Chief Communications Officer

University Relations

Nov 29, 2005

Contact: Jennifer Hollingshead
Office: (573) 882-0601
E-mail: hollingsheadj@umsystem.edu

University of Missouri Will Not Pursue Guaranteed Tuition; Alternative Proposal to be Discussed with UM Board of Curators

University of Missouri President Elson S. Floyd said today that he will continue searching for ways to keep tuition increases stable and predictable but he will not recommend locking tuition rates for four or five years for incoming freshmen.

Instead, President Floyd will discuss a new tuition proposal at the Dec. 1-2 University of Missouri Board of Curators meeting in Kansas City. Under the new proposal, the University would hold tuition increases at the rate of inflation so long as state financial support also keeps pace with inflation. For a complete description, please visit the following Web site: http://www.umsystem.edu/ums/news/releases/NewTuitionProposal.pdf.

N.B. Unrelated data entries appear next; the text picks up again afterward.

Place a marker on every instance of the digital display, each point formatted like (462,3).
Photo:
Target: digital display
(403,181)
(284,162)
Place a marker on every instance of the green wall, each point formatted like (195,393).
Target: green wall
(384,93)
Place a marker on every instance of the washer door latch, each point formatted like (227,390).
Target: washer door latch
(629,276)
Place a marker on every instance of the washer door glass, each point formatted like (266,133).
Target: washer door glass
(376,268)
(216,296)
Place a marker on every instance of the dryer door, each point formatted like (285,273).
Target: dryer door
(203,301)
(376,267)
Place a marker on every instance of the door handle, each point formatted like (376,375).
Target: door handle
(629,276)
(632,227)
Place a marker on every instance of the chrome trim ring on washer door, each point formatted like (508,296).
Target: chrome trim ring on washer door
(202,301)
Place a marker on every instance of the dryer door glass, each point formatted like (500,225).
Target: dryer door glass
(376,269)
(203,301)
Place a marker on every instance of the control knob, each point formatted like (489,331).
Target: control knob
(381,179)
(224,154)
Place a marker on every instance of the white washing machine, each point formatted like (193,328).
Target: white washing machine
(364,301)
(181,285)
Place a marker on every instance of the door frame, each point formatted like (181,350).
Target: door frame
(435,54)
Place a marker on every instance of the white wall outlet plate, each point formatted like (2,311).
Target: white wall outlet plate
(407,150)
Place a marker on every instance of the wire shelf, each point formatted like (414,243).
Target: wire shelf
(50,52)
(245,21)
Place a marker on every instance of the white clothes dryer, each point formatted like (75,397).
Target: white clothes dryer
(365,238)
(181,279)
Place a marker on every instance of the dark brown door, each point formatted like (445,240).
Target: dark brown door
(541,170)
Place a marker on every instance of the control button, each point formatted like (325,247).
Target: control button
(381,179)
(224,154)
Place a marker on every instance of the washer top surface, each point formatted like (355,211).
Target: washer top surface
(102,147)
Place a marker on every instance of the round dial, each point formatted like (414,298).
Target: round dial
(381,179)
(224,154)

President Floyd toured the state from August to October to hear what Missourians had to say about tuition costs. Making 19 stops in communities including West Plains, Hannibal, Marceline, Lebanon, Springfield, Kansas City and St. Louis, Floyd fielded a variety of questions and comments about the possibility of locking tuition for incoming freshmen to curb large and unpredictable increases.

“I have said from the beginning that guaranteeing tuition was not an idea that I would support without Missourians’ stamp of approval,” President Floyd said. “While some, especially parents, liked the idea of guaranteed tuition as a way to budget with greater confidence, I more frequently heard challenges to the concept.”

Students and student groups on the four University of Missouri campuses generally opposed the concept of guaranteed tuition, predicting that costs could increase too steeply for each incoming class. Others, noting large cuts in recent years to state funding for higher education, questioned the University’s ability to lock its revenues and costs four years in advance.

“During my statewide tour, I found that Missourians understand guaranteeing stable tuition requires a special partnership between the state and the University,” President Floyd said. “I pledge to continue to work with state leaders to keep education costs as affordable, predictable and stable as possible.”